GPU Kernels & Triton Programming 💻

This lecture dives into writing high-performance GPU code, which is essential for accelerating language models.

The Challenge: Bridging the gap between high-level frameworks like PyTorch and the underlying GPU hardware, which often leads to “performance mysteries.”
The Goal: To effectively optimize code by understanding GPU architecture, execution models, and advanced profiling techniques.

Course link

1. GPU Architecture and Execution Model Review

Understanding how GPUs operate is foundational to writing efficient code.
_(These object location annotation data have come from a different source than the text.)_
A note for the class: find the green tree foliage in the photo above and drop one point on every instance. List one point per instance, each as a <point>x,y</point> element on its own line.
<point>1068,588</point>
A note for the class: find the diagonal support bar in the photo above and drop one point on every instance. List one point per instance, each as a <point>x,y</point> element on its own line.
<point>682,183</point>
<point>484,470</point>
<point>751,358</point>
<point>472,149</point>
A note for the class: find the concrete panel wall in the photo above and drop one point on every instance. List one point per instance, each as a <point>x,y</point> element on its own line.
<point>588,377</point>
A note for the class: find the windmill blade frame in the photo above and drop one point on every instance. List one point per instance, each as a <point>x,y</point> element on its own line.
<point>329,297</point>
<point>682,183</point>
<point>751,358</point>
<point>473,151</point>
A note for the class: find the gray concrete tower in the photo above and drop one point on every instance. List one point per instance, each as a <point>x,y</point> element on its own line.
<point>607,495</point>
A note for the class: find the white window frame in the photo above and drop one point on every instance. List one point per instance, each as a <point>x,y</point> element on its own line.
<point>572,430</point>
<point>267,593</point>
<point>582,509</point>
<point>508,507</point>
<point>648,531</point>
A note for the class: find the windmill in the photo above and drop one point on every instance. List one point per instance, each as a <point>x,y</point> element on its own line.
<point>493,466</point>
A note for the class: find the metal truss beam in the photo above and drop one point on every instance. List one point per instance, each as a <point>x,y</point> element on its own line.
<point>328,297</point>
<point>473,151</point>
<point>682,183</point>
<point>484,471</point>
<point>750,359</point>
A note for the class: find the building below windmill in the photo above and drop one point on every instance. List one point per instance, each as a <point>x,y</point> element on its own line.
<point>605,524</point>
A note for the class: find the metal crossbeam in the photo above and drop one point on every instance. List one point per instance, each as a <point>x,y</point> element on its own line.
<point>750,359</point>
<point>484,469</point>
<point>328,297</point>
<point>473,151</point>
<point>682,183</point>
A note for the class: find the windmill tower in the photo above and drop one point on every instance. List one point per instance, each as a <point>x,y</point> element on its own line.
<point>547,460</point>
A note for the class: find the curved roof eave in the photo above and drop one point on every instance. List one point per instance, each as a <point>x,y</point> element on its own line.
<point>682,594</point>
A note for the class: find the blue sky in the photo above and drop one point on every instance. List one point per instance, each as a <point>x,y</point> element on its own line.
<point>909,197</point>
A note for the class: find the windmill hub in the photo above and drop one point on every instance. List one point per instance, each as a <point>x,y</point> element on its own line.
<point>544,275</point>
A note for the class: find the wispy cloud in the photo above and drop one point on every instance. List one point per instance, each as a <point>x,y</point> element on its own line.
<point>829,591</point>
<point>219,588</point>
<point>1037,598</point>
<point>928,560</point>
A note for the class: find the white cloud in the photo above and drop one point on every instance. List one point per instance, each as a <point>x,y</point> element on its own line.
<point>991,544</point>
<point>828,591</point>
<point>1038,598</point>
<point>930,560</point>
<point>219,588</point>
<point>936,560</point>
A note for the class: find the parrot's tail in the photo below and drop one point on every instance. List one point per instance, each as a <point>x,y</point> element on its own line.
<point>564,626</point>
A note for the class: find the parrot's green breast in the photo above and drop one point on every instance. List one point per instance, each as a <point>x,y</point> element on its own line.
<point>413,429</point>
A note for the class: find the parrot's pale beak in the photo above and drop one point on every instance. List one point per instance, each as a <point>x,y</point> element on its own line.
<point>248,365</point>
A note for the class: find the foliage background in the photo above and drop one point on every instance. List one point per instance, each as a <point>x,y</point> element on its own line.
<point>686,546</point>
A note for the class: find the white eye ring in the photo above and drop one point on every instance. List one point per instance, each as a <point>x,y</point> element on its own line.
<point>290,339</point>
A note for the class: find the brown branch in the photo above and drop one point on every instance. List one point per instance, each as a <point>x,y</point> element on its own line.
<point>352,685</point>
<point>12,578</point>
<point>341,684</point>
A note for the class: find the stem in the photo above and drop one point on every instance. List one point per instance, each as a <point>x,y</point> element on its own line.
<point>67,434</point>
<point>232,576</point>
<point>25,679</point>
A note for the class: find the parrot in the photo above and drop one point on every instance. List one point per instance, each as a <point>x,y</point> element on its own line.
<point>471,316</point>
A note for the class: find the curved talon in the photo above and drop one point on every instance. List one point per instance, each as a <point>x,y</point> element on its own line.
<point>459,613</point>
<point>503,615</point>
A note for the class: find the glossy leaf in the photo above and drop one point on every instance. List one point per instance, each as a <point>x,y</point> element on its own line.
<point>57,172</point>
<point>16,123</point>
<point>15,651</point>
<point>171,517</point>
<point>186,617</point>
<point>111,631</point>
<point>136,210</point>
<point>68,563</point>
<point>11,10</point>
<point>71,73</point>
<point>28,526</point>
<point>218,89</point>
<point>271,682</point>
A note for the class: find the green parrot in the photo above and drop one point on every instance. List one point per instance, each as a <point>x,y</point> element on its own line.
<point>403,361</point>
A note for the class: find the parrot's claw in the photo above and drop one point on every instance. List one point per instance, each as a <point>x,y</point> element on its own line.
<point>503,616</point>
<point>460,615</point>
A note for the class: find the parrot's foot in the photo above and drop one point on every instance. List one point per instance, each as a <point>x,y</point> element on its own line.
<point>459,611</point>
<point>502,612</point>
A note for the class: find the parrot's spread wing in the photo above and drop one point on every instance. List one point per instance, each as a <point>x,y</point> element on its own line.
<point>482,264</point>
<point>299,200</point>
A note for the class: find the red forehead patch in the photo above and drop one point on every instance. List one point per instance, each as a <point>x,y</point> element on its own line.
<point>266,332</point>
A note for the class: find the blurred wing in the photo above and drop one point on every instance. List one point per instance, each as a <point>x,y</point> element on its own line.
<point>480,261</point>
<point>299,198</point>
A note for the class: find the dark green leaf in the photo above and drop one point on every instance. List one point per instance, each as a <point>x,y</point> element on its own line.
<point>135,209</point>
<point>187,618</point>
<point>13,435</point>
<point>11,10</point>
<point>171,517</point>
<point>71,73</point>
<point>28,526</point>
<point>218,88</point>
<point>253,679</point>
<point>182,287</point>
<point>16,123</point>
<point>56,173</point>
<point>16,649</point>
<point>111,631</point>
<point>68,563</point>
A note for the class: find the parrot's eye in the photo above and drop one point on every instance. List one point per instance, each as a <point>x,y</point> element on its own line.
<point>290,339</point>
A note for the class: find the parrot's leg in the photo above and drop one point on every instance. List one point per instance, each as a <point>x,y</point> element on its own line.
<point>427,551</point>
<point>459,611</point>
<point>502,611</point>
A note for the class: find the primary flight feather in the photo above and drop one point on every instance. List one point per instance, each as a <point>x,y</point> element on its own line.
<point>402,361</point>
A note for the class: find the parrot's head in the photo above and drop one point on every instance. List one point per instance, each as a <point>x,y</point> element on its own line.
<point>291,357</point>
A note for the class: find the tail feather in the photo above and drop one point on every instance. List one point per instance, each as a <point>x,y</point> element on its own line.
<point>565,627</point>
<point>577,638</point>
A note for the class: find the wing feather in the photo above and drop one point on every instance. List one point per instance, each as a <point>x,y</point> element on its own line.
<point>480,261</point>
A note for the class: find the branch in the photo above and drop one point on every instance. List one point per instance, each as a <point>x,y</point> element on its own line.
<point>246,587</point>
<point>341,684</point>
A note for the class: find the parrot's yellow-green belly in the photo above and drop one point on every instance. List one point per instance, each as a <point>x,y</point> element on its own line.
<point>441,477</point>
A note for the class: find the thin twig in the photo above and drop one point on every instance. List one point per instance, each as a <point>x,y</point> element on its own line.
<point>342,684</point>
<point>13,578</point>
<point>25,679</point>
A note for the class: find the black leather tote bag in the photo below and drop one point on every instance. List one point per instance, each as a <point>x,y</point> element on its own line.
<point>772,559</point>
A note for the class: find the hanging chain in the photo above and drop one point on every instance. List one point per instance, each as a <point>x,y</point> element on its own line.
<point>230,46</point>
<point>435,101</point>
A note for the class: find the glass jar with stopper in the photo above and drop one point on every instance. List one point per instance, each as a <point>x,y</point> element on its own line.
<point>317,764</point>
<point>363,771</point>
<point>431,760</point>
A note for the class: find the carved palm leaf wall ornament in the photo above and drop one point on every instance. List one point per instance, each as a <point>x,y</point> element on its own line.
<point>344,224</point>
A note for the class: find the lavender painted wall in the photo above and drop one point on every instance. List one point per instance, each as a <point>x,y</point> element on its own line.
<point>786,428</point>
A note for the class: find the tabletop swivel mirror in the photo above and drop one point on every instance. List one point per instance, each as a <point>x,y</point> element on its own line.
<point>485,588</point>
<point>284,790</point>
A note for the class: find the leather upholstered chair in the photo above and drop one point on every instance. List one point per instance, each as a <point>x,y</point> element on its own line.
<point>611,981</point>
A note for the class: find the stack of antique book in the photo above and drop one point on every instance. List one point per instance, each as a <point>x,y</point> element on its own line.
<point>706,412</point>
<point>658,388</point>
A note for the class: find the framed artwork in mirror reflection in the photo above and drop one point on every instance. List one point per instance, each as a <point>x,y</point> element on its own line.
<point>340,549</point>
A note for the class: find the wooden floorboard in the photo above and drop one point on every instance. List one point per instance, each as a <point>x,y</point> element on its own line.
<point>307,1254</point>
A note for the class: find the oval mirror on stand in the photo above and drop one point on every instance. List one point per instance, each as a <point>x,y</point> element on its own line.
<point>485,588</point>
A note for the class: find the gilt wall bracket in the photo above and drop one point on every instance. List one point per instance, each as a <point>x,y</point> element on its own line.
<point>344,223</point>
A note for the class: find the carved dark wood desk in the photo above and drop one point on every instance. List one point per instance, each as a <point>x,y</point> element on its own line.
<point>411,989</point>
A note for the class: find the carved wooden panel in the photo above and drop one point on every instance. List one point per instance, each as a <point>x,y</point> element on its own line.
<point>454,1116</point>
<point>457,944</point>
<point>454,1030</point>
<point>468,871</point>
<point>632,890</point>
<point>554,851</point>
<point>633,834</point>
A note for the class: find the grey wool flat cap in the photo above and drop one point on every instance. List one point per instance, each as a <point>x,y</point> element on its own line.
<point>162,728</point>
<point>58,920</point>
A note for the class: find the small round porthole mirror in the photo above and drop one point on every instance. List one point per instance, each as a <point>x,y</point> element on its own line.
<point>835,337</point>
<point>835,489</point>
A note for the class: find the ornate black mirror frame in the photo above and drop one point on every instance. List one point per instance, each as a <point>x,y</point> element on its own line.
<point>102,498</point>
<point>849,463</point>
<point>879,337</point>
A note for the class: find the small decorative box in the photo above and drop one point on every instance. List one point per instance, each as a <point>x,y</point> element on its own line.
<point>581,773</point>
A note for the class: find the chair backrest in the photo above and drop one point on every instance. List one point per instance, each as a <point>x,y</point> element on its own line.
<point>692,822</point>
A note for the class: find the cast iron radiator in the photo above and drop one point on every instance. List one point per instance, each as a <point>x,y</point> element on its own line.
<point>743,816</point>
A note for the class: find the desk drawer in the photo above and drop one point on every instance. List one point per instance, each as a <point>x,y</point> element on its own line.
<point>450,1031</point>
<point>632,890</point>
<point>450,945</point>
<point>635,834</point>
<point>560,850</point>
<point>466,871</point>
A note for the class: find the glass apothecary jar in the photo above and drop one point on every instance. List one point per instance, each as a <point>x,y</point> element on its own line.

Streaming Multiprocessors (SMs): GPUs (e.g., A100, H100) contain numerous SMs (an A100 has 108).
Memory Hierarchy:
- DRAM (Global Memory): Large but slow (e.g., 80GB on A100).
- Caches (L2, L1): Faster and smaller. L1 cache and shared memory are inside the SM and are very fast.
- Register File: “Very very fast memory that each each thread can access.”
Execution Model:
- Threads: The “atomic unit” of computation.
- Thread Blocks: A collection of threads scheduled on a single SM. Communication within a block is fast.
- Grid: A collection of thread blocks.
- Warps (Waves): Threads are grouped into blocks of 32, which are executed together.
Occupancy and Wave Quantization: To maximize GPU utilization, the number of thread blocks should ideally be a multiple of the number of SMs (ideally >= 4x) to ensure all SMs are saturated.
Arithmetic Intensity: Defined as # FLOPs / # bytes. High intensity means an operation is “compute-bound (good),” while low intensity means it’s “memory-bound (bad).”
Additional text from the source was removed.